A part Calvaire, les essais hexagonaux déçoivent malgré les meilleures intentions du Monde. Xavier Gens n’échappe pas à cette règle. Le bonhomme connaît ses classiques mais les digère maladroitement. Cela donne Frontière(s), film hystérique et oubliable.
Pourtant il y a de bonnes idées : prendre des jolies filles et les transformer en tortionnaires nazis, c’est plutôt amusant. Inventer des enfants troglodytes et cannibales, c’est une excellente initiative. Installer la fiction dans une réalité connue (le second tour des élections présidentielles avec l’extrême droite), cela prouve que Gens a compris certains trucs sur le film de genre.
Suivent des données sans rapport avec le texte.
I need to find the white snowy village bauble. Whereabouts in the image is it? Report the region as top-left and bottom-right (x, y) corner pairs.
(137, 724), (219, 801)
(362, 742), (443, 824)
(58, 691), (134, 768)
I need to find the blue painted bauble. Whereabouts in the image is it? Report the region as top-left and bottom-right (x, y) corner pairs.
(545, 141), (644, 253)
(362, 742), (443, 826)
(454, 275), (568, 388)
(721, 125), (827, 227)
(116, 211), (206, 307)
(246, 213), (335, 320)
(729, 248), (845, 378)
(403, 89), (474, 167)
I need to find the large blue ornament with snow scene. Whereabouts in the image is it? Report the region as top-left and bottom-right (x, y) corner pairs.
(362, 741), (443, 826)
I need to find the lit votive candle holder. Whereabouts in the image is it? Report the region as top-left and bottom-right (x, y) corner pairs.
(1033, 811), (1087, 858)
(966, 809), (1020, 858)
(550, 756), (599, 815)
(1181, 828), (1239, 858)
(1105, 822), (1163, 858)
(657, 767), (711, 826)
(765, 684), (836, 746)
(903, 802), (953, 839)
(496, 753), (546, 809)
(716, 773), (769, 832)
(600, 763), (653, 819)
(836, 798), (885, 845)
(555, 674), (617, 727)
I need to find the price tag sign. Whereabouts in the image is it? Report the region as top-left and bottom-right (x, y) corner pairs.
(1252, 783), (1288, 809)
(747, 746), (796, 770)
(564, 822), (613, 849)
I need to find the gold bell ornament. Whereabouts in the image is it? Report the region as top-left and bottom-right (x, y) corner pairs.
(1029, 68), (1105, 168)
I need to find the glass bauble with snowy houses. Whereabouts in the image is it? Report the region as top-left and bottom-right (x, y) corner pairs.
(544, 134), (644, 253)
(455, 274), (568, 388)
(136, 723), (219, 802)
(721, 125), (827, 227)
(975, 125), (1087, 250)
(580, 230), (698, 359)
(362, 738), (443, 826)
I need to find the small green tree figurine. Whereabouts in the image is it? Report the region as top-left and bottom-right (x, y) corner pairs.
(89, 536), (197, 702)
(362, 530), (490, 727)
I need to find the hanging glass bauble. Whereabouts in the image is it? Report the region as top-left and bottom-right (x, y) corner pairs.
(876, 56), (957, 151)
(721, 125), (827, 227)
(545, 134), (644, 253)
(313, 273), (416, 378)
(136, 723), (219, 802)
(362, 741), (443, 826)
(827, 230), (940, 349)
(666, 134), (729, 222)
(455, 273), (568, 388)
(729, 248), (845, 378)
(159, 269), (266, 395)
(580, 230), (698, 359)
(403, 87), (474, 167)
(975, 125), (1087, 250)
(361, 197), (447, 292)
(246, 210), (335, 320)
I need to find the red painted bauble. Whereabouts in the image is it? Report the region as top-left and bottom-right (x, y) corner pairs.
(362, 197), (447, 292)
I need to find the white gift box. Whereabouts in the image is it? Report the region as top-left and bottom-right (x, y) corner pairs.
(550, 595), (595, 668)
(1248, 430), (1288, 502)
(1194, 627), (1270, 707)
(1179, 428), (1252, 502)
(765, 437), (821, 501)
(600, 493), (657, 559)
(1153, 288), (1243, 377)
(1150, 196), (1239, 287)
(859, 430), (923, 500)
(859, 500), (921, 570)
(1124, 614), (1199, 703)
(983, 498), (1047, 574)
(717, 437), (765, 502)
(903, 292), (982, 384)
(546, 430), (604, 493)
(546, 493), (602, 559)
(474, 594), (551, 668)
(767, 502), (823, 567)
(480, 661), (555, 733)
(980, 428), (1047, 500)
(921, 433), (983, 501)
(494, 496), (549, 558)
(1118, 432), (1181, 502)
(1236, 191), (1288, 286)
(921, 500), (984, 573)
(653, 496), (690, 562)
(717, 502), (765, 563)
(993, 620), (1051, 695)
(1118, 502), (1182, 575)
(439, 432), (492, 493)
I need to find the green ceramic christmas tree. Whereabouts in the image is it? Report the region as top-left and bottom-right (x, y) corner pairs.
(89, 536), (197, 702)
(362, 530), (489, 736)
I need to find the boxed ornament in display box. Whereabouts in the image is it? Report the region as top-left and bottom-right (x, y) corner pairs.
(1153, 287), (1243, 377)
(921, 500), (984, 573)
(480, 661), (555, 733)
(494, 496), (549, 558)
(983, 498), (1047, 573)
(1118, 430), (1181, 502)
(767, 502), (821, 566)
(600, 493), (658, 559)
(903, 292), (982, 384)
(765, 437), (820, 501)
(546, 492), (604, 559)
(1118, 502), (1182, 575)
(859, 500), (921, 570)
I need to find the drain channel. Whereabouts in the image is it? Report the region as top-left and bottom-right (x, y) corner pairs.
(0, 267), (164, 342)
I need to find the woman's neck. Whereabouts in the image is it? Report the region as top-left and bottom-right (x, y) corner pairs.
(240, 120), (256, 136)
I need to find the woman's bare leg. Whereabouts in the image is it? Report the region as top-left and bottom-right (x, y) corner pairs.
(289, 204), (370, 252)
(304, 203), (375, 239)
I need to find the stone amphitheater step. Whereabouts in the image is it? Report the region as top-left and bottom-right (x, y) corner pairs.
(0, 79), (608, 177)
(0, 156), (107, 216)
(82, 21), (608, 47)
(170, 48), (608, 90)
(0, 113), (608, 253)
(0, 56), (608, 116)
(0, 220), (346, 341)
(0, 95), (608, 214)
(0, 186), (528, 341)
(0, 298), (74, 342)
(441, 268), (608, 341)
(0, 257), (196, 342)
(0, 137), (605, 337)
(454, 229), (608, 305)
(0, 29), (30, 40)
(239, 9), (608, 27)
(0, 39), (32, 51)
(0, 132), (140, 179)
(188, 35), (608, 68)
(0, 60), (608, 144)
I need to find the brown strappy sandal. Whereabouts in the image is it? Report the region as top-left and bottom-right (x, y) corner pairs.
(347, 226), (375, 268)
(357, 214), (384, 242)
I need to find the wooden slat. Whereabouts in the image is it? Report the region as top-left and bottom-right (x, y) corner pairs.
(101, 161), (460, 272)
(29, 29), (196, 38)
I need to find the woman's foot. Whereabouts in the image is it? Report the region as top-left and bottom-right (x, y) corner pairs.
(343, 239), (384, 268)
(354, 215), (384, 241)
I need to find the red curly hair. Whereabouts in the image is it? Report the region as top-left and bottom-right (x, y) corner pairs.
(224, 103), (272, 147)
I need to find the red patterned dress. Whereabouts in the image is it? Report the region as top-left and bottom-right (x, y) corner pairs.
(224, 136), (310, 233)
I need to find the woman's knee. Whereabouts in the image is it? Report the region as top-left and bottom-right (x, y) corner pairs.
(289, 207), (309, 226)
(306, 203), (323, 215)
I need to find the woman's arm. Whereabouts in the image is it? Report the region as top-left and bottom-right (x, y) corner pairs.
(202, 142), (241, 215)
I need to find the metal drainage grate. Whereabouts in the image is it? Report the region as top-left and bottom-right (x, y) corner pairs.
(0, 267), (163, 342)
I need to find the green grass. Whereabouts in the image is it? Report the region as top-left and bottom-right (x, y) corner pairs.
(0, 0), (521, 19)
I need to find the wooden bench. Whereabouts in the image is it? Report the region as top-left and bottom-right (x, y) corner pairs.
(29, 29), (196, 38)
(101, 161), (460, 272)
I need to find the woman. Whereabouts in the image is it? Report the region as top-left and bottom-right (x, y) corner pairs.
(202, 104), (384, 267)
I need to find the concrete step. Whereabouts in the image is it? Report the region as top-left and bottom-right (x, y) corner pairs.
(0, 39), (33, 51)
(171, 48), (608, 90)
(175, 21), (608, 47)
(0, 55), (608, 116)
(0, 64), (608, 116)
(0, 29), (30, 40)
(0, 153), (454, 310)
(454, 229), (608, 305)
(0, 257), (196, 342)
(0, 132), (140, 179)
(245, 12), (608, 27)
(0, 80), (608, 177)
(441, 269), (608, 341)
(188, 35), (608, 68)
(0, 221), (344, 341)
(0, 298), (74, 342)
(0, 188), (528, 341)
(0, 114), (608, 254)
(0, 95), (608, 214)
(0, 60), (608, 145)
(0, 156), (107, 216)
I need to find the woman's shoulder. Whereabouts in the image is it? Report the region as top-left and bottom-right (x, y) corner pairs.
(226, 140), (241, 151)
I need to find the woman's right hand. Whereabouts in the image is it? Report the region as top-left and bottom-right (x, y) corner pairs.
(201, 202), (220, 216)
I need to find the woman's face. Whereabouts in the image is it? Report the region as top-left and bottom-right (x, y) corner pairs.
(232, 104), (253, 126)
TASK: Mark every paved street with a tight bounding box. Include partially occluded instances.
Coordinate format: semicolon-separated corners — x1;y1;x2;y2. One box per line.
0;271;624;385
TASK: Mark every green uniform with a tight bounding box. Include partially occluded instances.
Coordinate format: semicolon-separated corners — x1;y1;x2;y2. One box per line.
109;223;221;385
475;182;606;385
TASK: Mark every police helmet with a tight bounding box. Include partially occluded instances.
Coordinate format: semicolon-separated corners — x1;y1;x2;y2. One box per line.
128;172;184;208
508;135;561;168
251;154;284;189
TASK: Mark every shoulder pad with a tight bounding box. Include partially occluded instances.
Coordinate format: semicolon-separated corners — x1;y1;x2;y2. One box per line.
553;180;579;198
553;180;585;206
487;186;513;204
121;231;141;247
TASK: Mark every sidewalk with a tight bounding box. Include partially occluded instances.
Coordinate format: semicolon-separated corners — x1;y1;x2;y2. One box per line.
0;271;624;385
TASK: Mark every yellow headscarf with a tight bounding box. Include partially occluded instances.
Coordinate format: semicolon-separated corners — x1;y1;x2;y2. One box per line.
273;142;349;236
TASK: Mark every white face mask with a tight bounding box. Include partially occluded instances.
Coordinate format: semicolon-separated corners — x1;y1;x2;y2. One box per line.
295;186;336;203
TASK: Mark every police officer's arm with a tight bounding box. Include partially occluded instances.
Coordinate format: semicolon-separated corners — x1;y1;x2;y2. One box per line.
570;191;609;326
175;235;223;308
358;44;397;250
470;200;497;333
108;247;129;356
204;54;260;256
Alors pourquoi, s’est il limité à une reproduction de films comme Massacre à la tronçonneuse, The descent ou Hostel dans une campagne paumée et peu crédible ? Gens a visiblement des choses à dire derrière son film d’horreur mais très vite, le spectateur se retrouve noyer dans des scènes glauques mais peu originales.
Tout sent le réchauffé. Le film emprunte à quelques œuvres à succès et ne trouve jamais sa propre identité. Pire, Gens réalise tout cela caméra à l’épaule et file la nausée, à cause l’image tremblante plus que par les soi-disant moments sanguinolents. Au bout d’une heure, on sait où va le film et franchement le cinéaste s’attarde beaucoup trop, cherchant à tout prix, à provoquer le spectateur.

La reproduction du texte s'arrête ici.